Sievo has a history of shedding its skin. Years ago, the product was a desktop application behind our customer’s firewall. It was originally written in Visual Basic by our founders. Now it’s a SaaS web application. The current technology stack is mostly C# with a touch of F# on the backend and React in the front.
I cannot tell you that story. I was not there to see it. I joined only eleven months ago.
Here is my war story
In May 2016, I joined a company with an ache. Each customer was a separate entity in our systems. With a bit of simplification, this was the structure: there was a database, the service itself and QlikView reporting. All of the mentioned must be in the same version or else.
Before, when a new version of the software was created, we would contact our customers to schedule an upgrade. First, we ran a test upgrade to test the process and validate the new version. After a few days of waiting for our busy people to give us a thumbs up, we took the service down for maintenance and performed the real upgrade. In May, the average version running in a customer environment was almost half a year old. That was a great job from a few very diligent people to keep everything up to date. Even this was an achievement: six months prior, the delay had been close to a year.
In practice, our customers were getting neither the latest features nor the fixes to defects in a timely way. In addition, we were supporting more than twenty versions of our product.

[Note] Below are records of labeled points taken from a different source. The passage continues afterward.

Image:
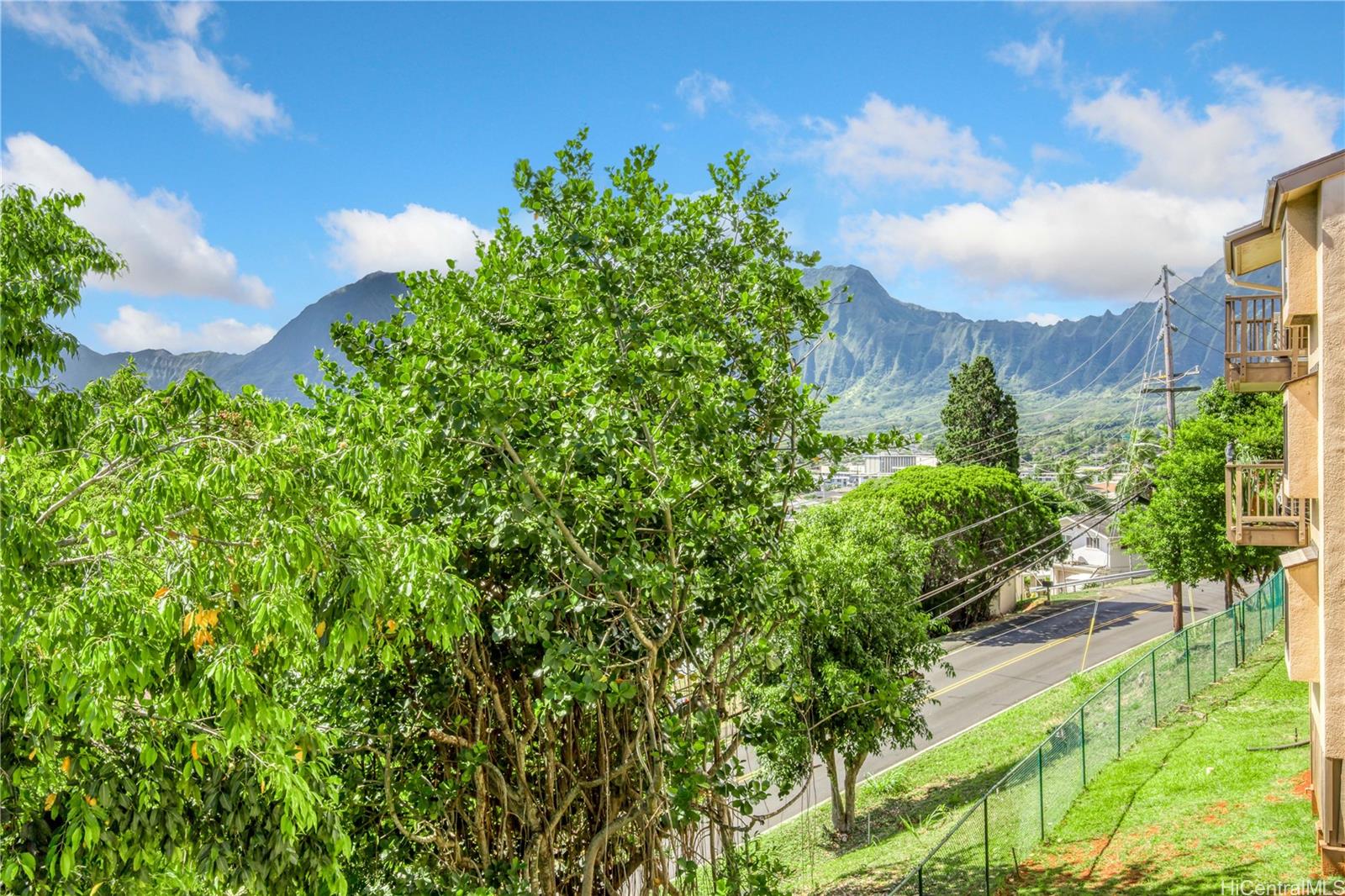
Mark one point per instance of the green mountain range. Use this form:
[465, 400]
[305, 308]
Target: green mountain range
[885, 361]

In June, we started a BuSu project. These are key initiatives to “Build Success” that have a sponsor from our top management. This time the sponsor was our CEO, Matti. The goal was to make version upgrades automatic at the press of a button for ten customers during 2016. The team consisted of a customer relations manager, software engineers, a delivery engineer, myself and the project was led by our chief architect.
The complicated button
To start, the process was automated in a rudimentary fashion. It all started by editing an Excel description of the environment, running a script on a specific host, specifying the intent with a string of parameters and waiting. Naturally, this was after checking that all the parameters are correct.

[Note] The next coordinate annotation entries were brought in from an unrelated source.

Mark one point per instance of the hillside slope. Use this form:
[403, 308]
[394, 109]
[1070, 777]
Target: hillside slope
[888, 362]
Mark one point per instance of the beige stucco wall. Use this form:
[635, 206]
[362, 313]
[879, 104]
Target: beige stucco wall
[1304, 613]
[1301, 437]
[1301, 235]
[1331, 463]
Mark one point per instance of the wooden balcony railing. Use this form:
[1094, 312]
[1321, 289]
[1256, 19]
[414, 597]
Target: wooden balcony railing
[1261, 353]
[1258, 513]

Our customer relations manager started looking for customers who would be happy to get the latest versions as soon as possible. We, the techies, started simplifying the tools in small increments. I started on a spy mission to see what the people performing the upgrade validations were doing.

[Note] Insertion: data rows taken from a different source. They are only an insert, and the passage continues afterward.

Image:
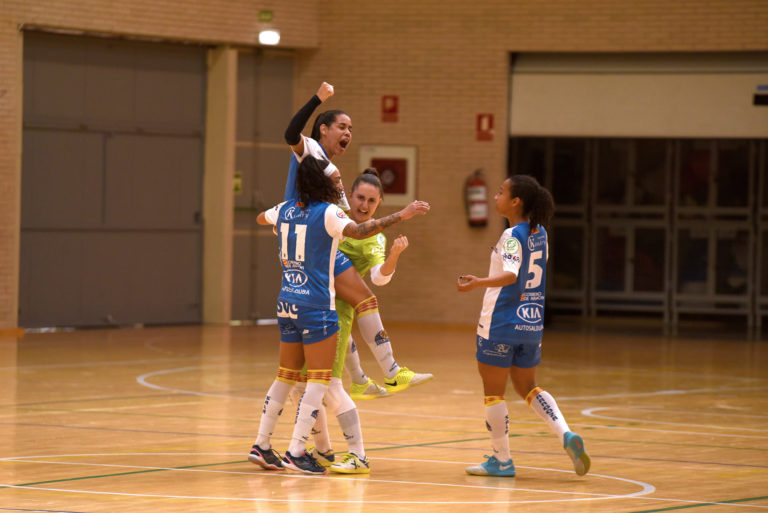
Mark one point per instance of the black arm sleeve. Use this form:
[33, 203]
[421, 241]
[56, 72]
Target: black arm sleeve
[299, 121]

Instead of letting our diligent delivery engineer execute the upgrades, we told our chief architect to pretend to be the button that runs the upgrades. One could call it a concierge prototype.
Every time a little better
With every run of the mill, we made small adjustments. In mid-June I knew that validations were not exposing any issues at all. There were 26 steps in the process to upgrade a single environment. In August, we had dropped the execution time by a third by skipping unnecessary calculations. Also, an ExterminateExcels script was created to migrate the old description files to a new format. I smuggled in some ASCII art of a Dalek into the script.
In September, all the usual causes for failures had been removed. There were 20 steps in the process to upgrade the ten customers who opted in. The execution would not halt to prompt the user. The test upgrade and actual upgrade were run back to back.
In December, there were just 5 steps in the process. We had 22 customers opted in to the new process.
The entire process to schedule upgrades for 75% of our internal and customer environments looks like this:
1. Log in
2. Set the dates in `batches.json`
3. Execute `JsonScheduler batches.json`
These three simple steps will schedule most of our systems at preset times. The status will be reported by a bot on our Slack chat.
This is not yet perfect. In a few weeks we will remove step 2 by letting the script infer the next available times for upgrades.
What’s the moral of the story? Through decisive action and working together, we have freed the time of our delivery team almost entirely. Instead of starting our mornings with an upgrade, we have increased our coffee intake, mood and quality of humor.
For our customers, there is no stress in finding days when the service can be down. The new versions get installed within a week. The largest get the most tangible benefits in service availability: The old method took the service out for 17 hours. The last upgrade took their service offline for two hours.
We are very proud of this, but we’re not nearly done.
I am pressing delete on the ExterminateExcels script, stage complete.
We even have an IoT button waiting…